A Quantum Murder by Peter F Hamilton
As is my wont these days, I jumped into Peter F Hamilton's Greg Mandel series in the middle, A Quantum Murder (from 1994) being the second book of (as far as I know) three. It's sci-fi, it's a detective novel - what's not to like? Apart from most of the female characters.
It's 2044 and England's just thrown off the oppressive socialist regime that tried (rather heavy-handedly) to sort the country out after the disaster of global warming and rising sea levels. Greg Mandel is an ex-soldier (and legendary urban guerrilla) with an implant which can enhance his natural psychic tendencies; he's badgered out of his contented new life as a farmer to help the local police investigate the murder of Edward Kitchener, a famous physicist who runs a kind of super-elite sabbatical for recent physics graduates in a big lonely house nearby. The fact that Kitchener was something of a lovable (to those who knew him well) rogue who didn't care who in the establishment he upset, and who was rumoured to be working on research that may well provoke deadly rivalry doesn't help narrow the field of suspects.
Greg straddles two worlds, with friends in the remnants of the anti-socialist street gangs and among the super-rich, and we're introduced to both, the shallow concerns of spoilt young heiress Julia (who veers quite close to caricature at times) contrasting with the struggle for survival of Greg's erstwhile gang-mates. Resented by the police he's been asked to help, Greg and his wife and friends turn to unconventional methods to solve the crime.

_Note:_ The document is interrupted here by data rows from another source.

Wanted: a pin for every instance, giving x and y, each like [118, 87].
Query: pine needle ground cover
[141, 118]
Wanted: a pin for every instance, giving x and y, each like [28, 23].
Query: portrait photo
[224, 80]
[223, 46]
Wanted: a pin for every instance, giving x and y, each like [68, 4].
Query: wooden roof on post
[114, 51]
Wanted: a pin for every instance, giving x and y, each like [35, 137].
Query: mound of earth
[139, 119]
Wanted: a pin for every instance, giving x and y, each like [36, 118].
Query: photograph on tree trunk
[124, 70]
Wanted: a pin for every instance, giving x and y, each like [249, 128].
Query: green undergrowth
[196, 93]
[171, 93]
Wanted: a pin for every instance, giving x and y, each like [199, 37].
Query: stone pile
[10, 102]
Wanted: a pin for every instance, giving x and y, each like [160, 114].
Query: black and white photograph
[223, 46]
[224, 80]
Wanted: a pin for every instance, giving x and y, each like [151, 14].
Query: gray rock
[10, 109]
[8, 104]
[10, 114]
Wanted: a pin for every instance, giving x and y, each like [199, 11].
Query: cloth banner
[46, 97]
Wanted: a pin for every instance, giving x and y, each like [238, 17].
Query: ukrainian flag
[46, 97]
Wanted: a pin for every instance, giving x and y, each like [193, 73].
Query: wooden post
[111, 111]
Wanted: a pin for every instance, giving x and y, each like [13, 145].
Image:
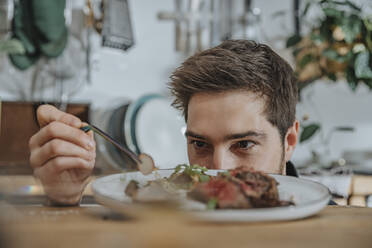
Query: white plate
[309, 198]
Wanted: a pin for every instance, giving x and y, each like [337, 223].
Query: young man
[239, 102]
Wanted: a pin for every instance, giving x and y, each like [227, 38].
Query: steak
[240, 188]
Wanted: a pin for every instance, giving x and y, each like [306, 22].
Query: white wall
[146, 67]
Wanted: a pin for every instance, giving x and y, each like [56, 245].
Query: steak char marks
[240, 188]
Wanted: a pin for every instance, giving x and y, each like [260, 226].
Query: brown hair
[240, 65]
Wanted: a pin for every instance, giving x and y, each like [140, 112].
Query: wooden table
[96, 226]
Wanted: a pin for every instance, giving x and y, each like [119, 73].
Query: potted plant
[338, 46]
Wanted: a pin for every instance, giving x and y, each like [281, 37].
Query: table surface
[96, 226]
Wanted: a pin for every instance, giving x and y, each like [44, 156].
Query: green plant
[11, 46]
[338, 46]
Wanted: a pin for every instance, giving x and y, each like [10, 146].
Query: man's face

Overall I enjoyed the novel and I'm looking forward to the next one (currently in my cupboard of unread books). It worked well as a detective novel, gripping, throwing you off the scent and delivering an unexpected (though not illogical) ending. The setting was well worked in, with the political background obvious without being intrusive, and I love the fact that it was mainly set in Oakham and Peterborough rather than London or Manchester. It made me think (not necessarily with any justification) of Mad Max, and it definitely has cyberpunk overtones. It's a lot more grubby and gritty and closer to life than the only other Hamilton I've read (The Dreaming Void); if you think you'd have liked William Gibson to set something in the English countryside rather than sleek American or Japanese cities, you're probably ripe for A Quantum Murder.